La mirada del hombre se posó en ella, una mirada amistosa y analítica.

—¿Qué sientes en este momento?

—No lo sé.

—La persona que eres lo sabe. Déjate llevar por lo que sientes.

—No puedo —gimoteó ella—. No puedo hacerlo. No tengo acceso a mí misma.

—Aquí no tienes por qué simular nada, Lynn —dijo el hombre, sonriendo—. No delante de mí. No olvides que soy sólo un programa informático, aunque uno muy inteligente.

¿Simulación? ¡Oh, sí! Desde los días de su infancia, ella era la reina de la simulación. Una simulación entrenada durante horas y horas, en compañía de su imagen ante el espejo, hasta que estuvo en condiciones de proyectar sobre el monitor de su hermoso rostro cualquier expresión deseada: confianza ante el abismo del fracaso, indolencia a pesar del exceso de trabajo, fanfarronería aunque no tuviera nada en mano. Cuan rápidamente había aprendido lo que era capaz de hacer la apariencia, y todo a pesar de que precisamente el hombre al que más intentaba gustar censuraba la mera idea de la simulación. Ese hombre, sin embargo, no era capaz de captar su juego de roles, y llegó un momento en que ella misma no fue capaz de captarlo tampoco. Haciendo un denodado esfuerzo por mantener el paso de Julian, Lynn fue desarrollando una profunda aversión contra los variables estados de ánimo, en especial los suyos. Empezó a despreciar los sentimentalismos y los caprichos de sus congéneres. Los desnudos del alma, la exhibición del sufrimiento, la viscosidad de cierta intimidad precipitada. Eso de hacerles saber a todos con qué pie se había levantado uno, de dar participación en la química mental propia, era algo repugnante. Ella prefería la higiene de la simulación. Hasta aquel día, hacía cinco años, en que cambió todo...

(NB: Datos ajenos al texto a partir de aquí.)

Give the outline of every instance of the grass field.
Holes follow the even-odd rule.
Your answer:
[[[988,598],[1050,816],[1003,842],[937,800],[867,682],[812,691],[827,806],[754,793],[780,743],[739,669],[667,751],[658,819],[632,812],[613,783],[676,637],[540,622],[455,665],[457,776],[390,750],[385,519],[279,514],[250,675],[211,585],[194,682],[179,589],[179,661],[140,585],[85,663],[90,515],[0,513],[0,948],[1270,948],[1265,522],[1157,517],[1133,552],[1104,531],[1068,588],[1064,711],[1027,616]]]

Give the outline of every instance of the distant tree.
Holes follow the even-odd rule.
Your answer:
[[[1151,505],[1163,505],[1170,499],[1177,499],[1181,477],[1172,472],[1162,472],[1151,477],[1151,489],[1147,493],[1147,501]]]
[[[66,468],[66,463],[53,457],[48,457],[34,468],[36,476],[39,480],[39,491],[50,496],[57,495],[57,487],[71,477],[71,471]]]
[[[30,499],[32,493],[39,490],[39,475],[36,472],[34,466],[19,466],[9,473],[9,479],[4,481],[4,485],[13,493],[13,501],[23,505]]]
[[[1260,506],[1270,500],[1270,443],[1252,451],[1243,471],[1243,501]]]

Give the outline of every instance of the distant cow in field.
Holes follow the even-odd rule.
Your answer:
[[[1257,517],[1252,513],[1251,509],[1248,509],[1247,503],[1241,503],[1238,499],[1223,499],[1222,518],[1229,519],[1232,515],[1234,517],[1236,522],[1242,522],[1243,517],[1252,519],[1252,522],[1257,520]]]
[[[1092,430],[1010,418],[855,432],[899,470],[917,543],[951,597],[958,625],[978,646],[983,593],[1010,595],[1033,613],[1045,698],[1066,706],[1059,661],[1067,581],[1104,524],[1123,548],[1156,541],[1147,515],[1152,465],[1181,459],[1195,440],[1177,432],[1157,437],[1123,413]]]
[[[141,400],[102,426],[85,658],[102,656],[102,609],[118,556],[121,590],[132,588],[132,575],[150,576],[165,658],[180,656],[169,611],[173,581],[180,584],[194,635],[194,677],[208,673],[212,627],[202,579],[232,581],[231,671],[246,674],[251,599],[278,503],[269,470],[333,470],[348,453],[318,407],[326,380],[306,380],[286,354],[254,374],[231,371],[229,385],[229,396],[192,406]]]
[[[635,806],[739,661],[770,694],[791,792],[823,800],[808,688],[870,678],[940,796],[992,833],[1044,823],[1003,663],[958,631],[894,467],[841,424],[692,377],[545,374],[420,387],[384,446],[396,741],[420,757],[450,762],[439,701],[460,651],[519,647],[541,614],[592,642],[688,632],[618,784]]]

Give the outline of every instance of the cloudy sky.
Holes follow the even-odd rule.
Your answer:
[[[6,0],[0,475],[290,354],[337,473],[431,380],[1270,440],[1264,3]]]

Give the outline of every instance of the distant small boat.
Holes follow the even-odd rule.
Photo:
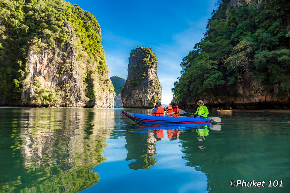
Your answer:
[[[147,115],[136,114],[125,111],[122,112],[128,118],[134,121],[151,124],[195,124],[209,123],[212,120],[211,119],[200,119],[189,117],[175,117],[149,116]]]

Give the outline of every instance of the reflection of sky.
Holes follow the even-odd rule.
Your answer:
[[[157,162],[149,170],[130,169],[131,162],[125,161],[124,137],[107,140],[105,143],[109,145],[104,154],[108,159],[93,170],[101,179],[84,192],[206,192],[205,175],[186,166],[188,161],[182,158],[180,140],[169,141],[167,130],[163,133],[164,138],[156,143],[157,155],[152,157]]]
[[[73,0],[92,13],[101,26],[102,44],[110,76],[125,78],[130,50],[152,48],[158,60],[162,104],[172,98],[171,88],[180,76],[179,64],[203,38],[216,0],[92,1]]]

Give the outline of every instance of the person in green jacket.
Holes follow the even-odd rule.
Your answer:
[[[205,117],[207,116],[208,115],[208,110],[207,110],[207,107],[204,106],[205,104],[201,100],[199,101],[196,104],[199,106],[196,109],[196,112],[195,112],[195,113],[191,114],[192,115],[191,115],[190,117],[204,119]]]

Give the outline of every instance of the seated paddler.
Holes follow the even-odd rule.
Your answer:
[[[163,117],[164,116],[164,107],[161,106],[161,103],[160,101],[157,101],[154,107],[150,111],[150,112],[148,114],[150,116],[156,116],[159,117]]]
[[[165,113],[165,116],[179,116],[179,109],[175,102],[172,102],[170,103],[170,105],[168,106],[168,109]]]
[[[196,104],[199,106],[196,109],[195,113],[192,113],[192,115],[191,115],[190,117],[204,119],[205,117],[207,116],[209,114],[207,107],[204,106],[205,104],[201,100],[199,101]]]

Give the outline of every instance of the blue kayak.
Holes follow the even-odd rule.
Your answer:
[[[189,117],[158,117],[149,116],[147,115],[142,115],[129,113],[125,111],[122,112],[128,117],[138,123],[144,123],[151,124],[195,124],[201,123],[209,123],[211,121],[210,119],[193,118]]]

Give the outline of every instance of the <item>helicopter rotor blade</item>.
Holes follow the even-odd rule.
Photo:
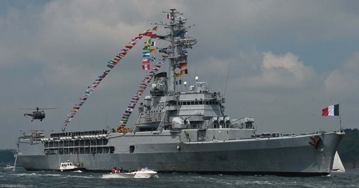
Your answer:
[[[45,110],[46,109],[57,109],[58,108],[18,108],[19,110]]]

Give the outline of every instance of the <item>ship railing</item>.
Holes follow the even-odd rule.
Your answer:
[[[335,130],[334,128],[321,128],[312,130],[280,132],[281,136],[295,136],[306,135],[322,134],[328,132],[339,132],[340,130]]]

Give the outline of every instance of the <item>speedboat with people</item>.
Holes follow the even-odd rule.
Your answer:
[[[77,171],[78,170],[83,170],[86,168],[80,168],[74,165],[74,163],[71,163],[70,160],[67,160],[67,162],[61,163],[60,165],[57,166],[57,171]]]
[[[137,171],[127,173],[112,171],[109,174],[102,175],[103,178],[153,178],[157,173],[146,167],[140,169]]]
[[[10,165],[6,165],[4,169],[14,169],[14,166]]]

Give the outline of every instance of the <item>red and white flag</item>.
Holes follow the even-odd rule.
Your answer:
[[[145,65],[142,65],[142,69],[144,70],[149,70],[150,67],[149,64]]]
[[[339,116],[339,104],[326,107],[322,110],[322,116]]]

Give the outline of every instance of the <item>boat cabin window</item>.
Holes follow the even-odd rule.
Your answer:
[[[130,146],[130,153],[132,154],[135,151],[135,146]]]

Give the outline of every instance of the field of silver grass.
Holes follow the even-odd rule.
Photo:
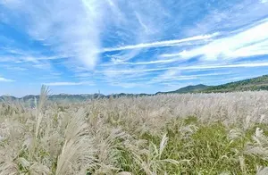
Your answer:
[[[268,174],[268,92],[0,104],[0,174]]]

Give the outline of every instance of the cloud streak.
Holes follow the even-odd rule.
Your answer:
[[[212,38],[218,35],[219,35],[219,33],[214,33],[211,35],[195,36],[192,38],[183,38],[183,39],[157,41],[157,42],[152,42],[152,43],[140,43],[138,45],[130,45],[130,46],[119,46],[119,47],[104,48],[102,50],[102,52],[122,51],[122,50],[130,50],[130,49],[138,49],[138,48],[174,46],[176,45],[185,43],[185,42],[209,39],[209,38]]]
[[[0,82],[14,82],[14,80],[0,77]]]
[[[66,86],[80,86],[80,85],[93,86],[94,84],[88,81],[81,81],[81,82],[50,82],[50,83],[44,83],[44,85],[49,87],[66,87]]]

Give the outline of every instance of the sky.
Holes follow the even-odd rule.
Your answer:
[[[155,93],[268,74],[268,0],[0,0],[0,96]]]

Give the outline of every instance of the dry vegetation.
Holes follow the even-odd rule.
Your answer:
[[[0,174],[268,174],[268,92],[0,104]]]

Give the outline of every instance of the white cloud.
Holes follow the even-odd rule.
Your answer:
[[[0,77],[0,82],[14,82],[14,80]]]
[[[163,56],[178,56],[188,59],[203,55],[205,60],[234,59],[241,56],[268,54],[268,21],[247,29],[238,34],[215,39],[211,43],[177,54]]]
[[[82,82],[51,82],[51,83],[44,83],[44,85],[49,86],[49,87],[80,86],[80,85],[93,86],[94,83],[88,82],[88,81],[82,81]]]
[[[152,42],[152,43],[140,43],[138,45],[130,45],[130,46],[119,46],[119,47],[104,48],[102,50],[102,52],[121,51],[121,50],[137,49],[137,48],[171,46],[176,46],[180,43],[188,42],[188,41],[209,39],[209,38],[212,38],[218,35],[219,35],[219,33],[214,33],[211,35],[195,36],[192,38],[183,38],[183,39],[156,41],[156,42]]]
[[[105,3],[81,1],[7,1],[4,5],[15,12],[11,22],[20,24],[34,39],[78,62],[94,68],[98,61],[99,33]],[[12,11],[9,11],[12,14]],[[10,19],[11,20],[11,19]]]

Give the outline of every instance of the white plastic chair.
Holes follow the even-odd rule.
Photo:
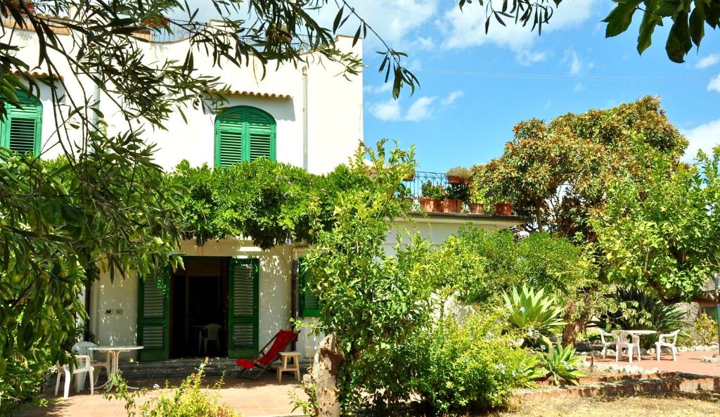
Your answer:
[[[76,366],[72,367],[68,364],[64,365],[60,364],[60,362],[55,364],[55,368],[58,369],[58,378],[55,382],[55,395],[58,395],[58,390],[60,389],[60,378],[63,375],[65,375],[65,390],[63,391],[63,398],[67,398],[70,395],[70,381],[73,379],[73,376],[76,374],[80,374],[80,377],[82,378],[82,381],[85,382],[85,375],[86,373],[90,375],[90,395],[92,395],[95,393],[95,387],[93,384],[93,370],[94,368],[92,367],[92,360],[88,355],[76,355]],[[80,392],[80,383],[81,380],[76,380],[75,389],[76,391]]]
[[[616,330],[613,331],[611,333],[615,336],[615,362],[620,360],[621,351],[624,349],[628,349],[628,357],[629,358],[630,363],[632,363],[632,351],[633,349],[637,349],[637,360],[642,361],[642,358],[640,357],[640,336],[637,335],[632,334],[631,333],[625,330]],[[630,336],[630,340],[632,341],[628,341],[628,336]]]
[[[609,338],[606,339],[605,338]],[[608,346],[615,346],[615,336],[612,334],[600,331],[600,341],[603,344],[603,359],[605,359],[605,355],[608,351]]]
[[[678,360],[678,348],[675,347],[675,343],[678,342],[678,333],[680,333],[679,328],[672,333],[661,334],[657,337],[657,341],[655,342],[655,351],[657,352],[657,360],[660,360],[660,349],[663,346],[670,348],[670,351],[672,352],[672,360]],[[665,341],[665,339],[670,338],[672,338],[672,342]]]
[[[105,374],[107,377],[110,377],[110,355],[105,354],[105,359],[104,361],[98,361],[95,359],[95,355],[97,352],[95,351],[90,350],[91,347],[97,347],[97,345],[92,343],[91,341],[78,341],[78,343],[73,345],[71,350],[73,354],[77,355],[86,355],[90,357],[90,360],[93,367],[97,370],[95,372],[95,379],[92,380],[92,383],[94,385],[97,385],[98,378],[100,377],[100,368],[105,368]],[[82,378],[80,382],[80,389],[82,390],[85,387],[85,378]]]
[[[220,351],[220,339],[218,336],[218,333],[220,333],[221,328],[222,328],[222,326],[219,324],[212,323],[212,324],[208,324],[205,327],[202,328],[202,330],[200,331],[200,338],[202,341],[202,347],[203,347],[202,351],[204,354],[205,355],[207,354],[208,341],[215,342],[215,346],[217,348],[217,351],[218,352]]]

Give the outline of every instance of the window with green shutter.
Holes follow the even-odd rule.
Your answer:
[[[215,119],[215,166],[268,158],[275,161],[275,120],[255,107],[223,109]]]
[[[311,272],[306,267],[302,258],[300,261],[298,295],[300,298],[300,317],[320,317],[320,300],[312,291],[307,288],[307,281],[311,277]]]
[[[21,106],[10,104],[2,97],[7,112],[0,125],[0,146],[21,153],[40,153],[42,126],[42,104],[36,97],[24,91],[15,91]]]

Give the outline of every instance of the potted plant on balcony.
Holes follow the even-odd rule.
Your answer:
[[[467,184],[470,182],[472,174],[464,166],[451,168],[445,173],[445,176],[450,184]]]
[[[435,185],[428,181],[421,187],[423,197],[420,199],[420,207],[425,212],[440,210],[440,200],[445,197],[446,190],[441,185]]]
[[[494,197],[492,199],[495,202],[496,215],[498,216],[513,215],[513,203],[509,202],[507,199],[505,199],[501,196],[498,196],[497,197]]]
[[[467,205],[469,211],[474,215],[482,215],[487,204],[487,187],[480,187],[480,181],[473,180],[470,183],[469,202]]]

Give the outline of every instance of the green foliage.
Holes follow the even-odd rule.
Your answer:
[[[426,198],[431,198],[434,199],[442,199],[447,197],[447,189],[441,185],[434,185],[432,181],[427,181],[423,184],[421,187],[423,192],[423,197]]]
[[[593,214],[600,261],[621,285],[652,288],[666,303],[699,295],[720,262],[720,149],[697,166],[648,156],[646,177],[608,184]]]
[[[555,300],[546,296],[544,290],[536,292],[523,285],[518,292],[513,288],[511,294],[503,294],[505,301],[505,320],[510,328],[523,335],[523,346],[545,350],[552,345],[549,337],[562,331],[565,325],[561,316],[563,309],[555,305]]]
[[[600,315],[594,324],[606,331],[612,330],[654,330],[670,333],[683,327],[685,313],[674,305],[666,305],[652,292],[635,287],[617,287],[611,308]],[[657,335],[641,338],[643,347],[652,346]]]
[[[183,380],[177,387],[171,387],[167,381],[163,388],[156,386],[158,394],[150,398],[145,398],[146,389],[130,391],[127,383],[118,372],[109,382],[115,392],[107,392],[104,396],[125,401],[128,417],[239,417],[232,407],[220,400],[222,378],[212,387],[203,386],[205,365],[207,359],[197,372]],[[138,401],[140,399],[143,400]]]
[[[581,299],[578,291],[596,274],[580,249],[545,233],[516,240],[510,231],[461,228],[436,253],[444,263],[438,286],[451,286],[462,300],[482,302],[523,284],[544,288],[561,300]]]
[[[423,335],[426,374],[418,394],[431,414],[464,414],[499,407],[527,382],[536,356],[513,346],[500,318],[475,314],[462,324],[446,318]]]
[[[537,365],[537,372],[543,379],[549,379],[556,385],[566,381],[575,385],[577,380],[587,377],[578,368],[582,363],[582,357],[575,355],[575,349],[572,346],[562,347],[558,344],[547,353],[541,355]]]
[[[698,344],[708,345],[717,343],[717,321],[706,313],[701,313],[693,323],[693,338]]]
[[[614,178],[647,178],[649,155],[677,161],[687,140],[667,120],[657,98],[604,110],[569,113],[546,122],[518,123],[503,156],[473,167],[474,180],[494,199],[513,202],[534,222],[526,231],[549,230],[591,241],[590,211],[601,207]]]

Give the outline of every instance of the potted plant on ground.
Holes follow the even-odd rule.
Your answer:
[[[467,184],[470,182],[472,174],[470,170],[464,166],[456,166],[451,168],[445,173],[445,176],[450,184]]]
[[[425,212],[440,211],[440,200],[445,197],[446,190],[441,185],[435,185],[432,181],[423,184],[423,197],[420,199],[420,207]]]
[[[468,210],[474,215],[482,215],[487,203],[487,187],[480,187],[480,181],[473,180],[470,183],[469,202]]]

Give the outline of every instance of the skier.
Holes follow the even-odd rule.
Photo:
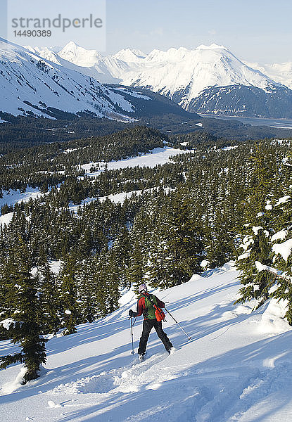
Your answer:
[[[144,317],[143,321],[143,331],[142,335],[140,338],[140,343],[139,345],[138,354],[140,361],[143,361],[146,353],[146,348],[147,345],[147,340],[149,337],[149,334],[152,328],[154,327],[156,330],[157,335],[163,342],[164,347],[168,353],[170,354],[170,351],[173,347],[170,339],[163,330],[161,321],[157,321],[155,314],[155,308],[153,305],[158,306],[160,308],[165,307],[165,304],[161,300],[159,300],[154,295],[150,295],[147,292],[147,287],[145,284],[141,284],[139,286],[139,293],[140,297],[138,299],[137,302],[137,310],[134,312],[132,309],[129,311],[129,315],[130,316],[140,316],[142,314]]]

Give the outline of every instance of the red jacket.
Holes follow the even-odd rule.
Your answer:
[[[146,295],[149,295],[149,293],[146,293]],[[158,299],[158,298],[157,298],[157,296],[155,296],[155,298],[156,298],[156,299],[157,299],[157,305],[158,305],[158,306],[159,306],[159,307],[164,307],[165,306],[164,302],[159,300],[159,299]],[[133,314],[133,316],[140,316],[142,314],[144,314],[144,311],[146,311],[145,298],[144,296],[142,296],[138,300],[137,311],[137,312]],[[144,319],[147,319],[147,318],[145,318],[145,316],[144,316]]]

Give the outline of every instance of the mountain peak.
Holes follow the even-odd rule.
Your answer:
[[[84,68],[91,68],[102,58],[102,56],[96,50],[87,50],[73,41],[68,42],[59,51],[58,56],[61,58]]]
[[[212,44],[211,44],[210,46],[205,46],[204,44],[201,44],[201,46],[198,46],[198,47],[197,47],[195,49],[196,50],[218,50],[218,49],[220,49],[220,50],[227,50],[227,51],[229,51],[224,46],[220,46],[214,42]]]
[[[126,62],[137,62],[145,58],[146,54],[141,50],[122,49],[114,54],[113,57]]]

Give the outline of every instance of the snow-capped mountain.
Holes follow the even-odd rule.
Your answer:
[[[151,291],[169,302],[192,337],[188,341],[167,314],[163,329],[176,349],[170,356],[152,331],[146,359],[139,362],[141,317],[131,354],[132,290],[113,314],[78,326],[75,334],[49,336],[37,380],[22,385],[21,364],[1,371],[1,420],[290,421],[292,331],[283,301],[274,299],[253,312],[252,303],[234,306],[240,285],[231,264]],[[4,340],[0,355],[8,348],[18,352]]]
[[[286,85],[286,87],[292,89],[292,61],[262,65],[256,63],[244,63],[248,66],[253,68],[253,69],[257,69],[262,73],[267,75],[273,80]]]
[[[49,49],[39,53],[50,60],[35,51],[0,39],[0,111],[46,117],[57,117],[58,110],[86,111],[96,117],[129,120],[159,102],[159,96],[151,98],[139,89],[105,87],[93,77],[65,67],[60,61],[63,59]],[[169,103],[167,113],[170,108],[177,109],[175,104]]]
[[[49,57],[48,52],[45,53]],[[289,86],[287,78],[280,76],[284,67],[288,73],[289,63],[271,66],[266,72],[270,76],[267,76],[265,68],[253,68],[226,47],[215,44],[193,50],[155,49],[148,55],[126,49],[102,57],[95,50],[86,50],[70,42],[55,60],[58,56],[59,61],[67,60],[60,62],[63,66],[70,62],[78,66],[78,71],[102,82],[147,88],[189,111],[292,117],[292,91],[282,84],[286,82]],[[281,103],[285,106],[279,107]]]
[[[58,118],[62,112],[85,111],[121,121],[160,114],[198,117],[141,88],[101,84],[93,70],[97,74],[95,68],[78,66],[49,49],[27,49],[0,39],[0,112]]]

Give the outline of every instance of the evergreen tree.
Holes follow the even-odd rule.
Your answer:
[[[1,357],[0,367],[5,369],[11,364],[24,362],[26,372],[23,383],[25,383],[39,376],[40,366],[46,359],[46,340],[41,335],[41,326],[36,319],[40,312],[39,300],[37,279],[31,274],[30,253],[20,236],[16,246],[16,249],[11,251],[14,264],[9,269],[15,289],[15,307],[6,324],[12,343],[19,343],[21,352]]]
[[[76,326],[81,322],[79,292],[76,282],[77,264],[74,254],[64,257],[60,272],[62,325],[64,335],[76,333]]]

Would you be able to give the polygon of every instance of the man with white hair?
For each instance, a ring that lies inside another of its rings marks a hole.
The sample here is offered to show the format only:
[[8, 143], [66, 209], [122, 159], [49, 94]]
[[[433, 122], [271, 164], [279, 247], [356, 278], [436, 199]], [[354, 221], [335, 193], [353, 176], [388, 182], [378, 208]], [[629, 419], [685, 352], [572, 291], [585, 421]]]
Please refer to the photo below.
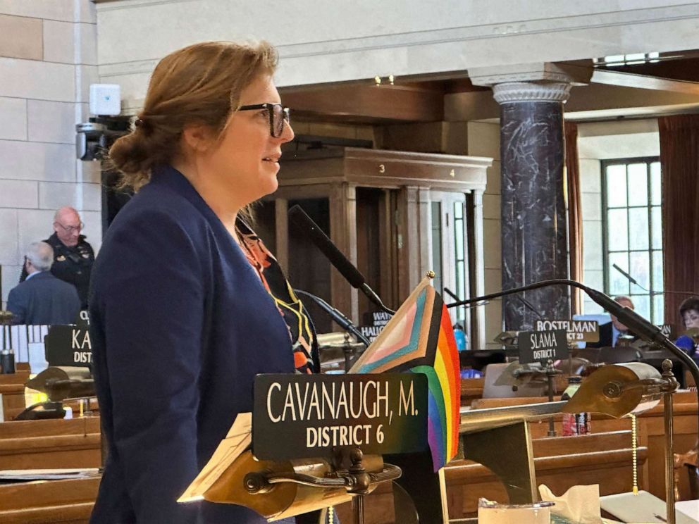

—Es rabia lo que sientes —dijo
Island-II
tranquilamente.

—¿Rabia?

—Sí, una rabia irrefrenable. La Lynn Orley que permanece encerrada, que quiere salir por fin, ser amada, sobre todo amarse a sí misma. Esa Lynn tiene muchos muros que derribar, tiene que liberarse de muchas expectativas falsas. ¿Te asombra que esa Lynn sienta deseos de matar y de destruir?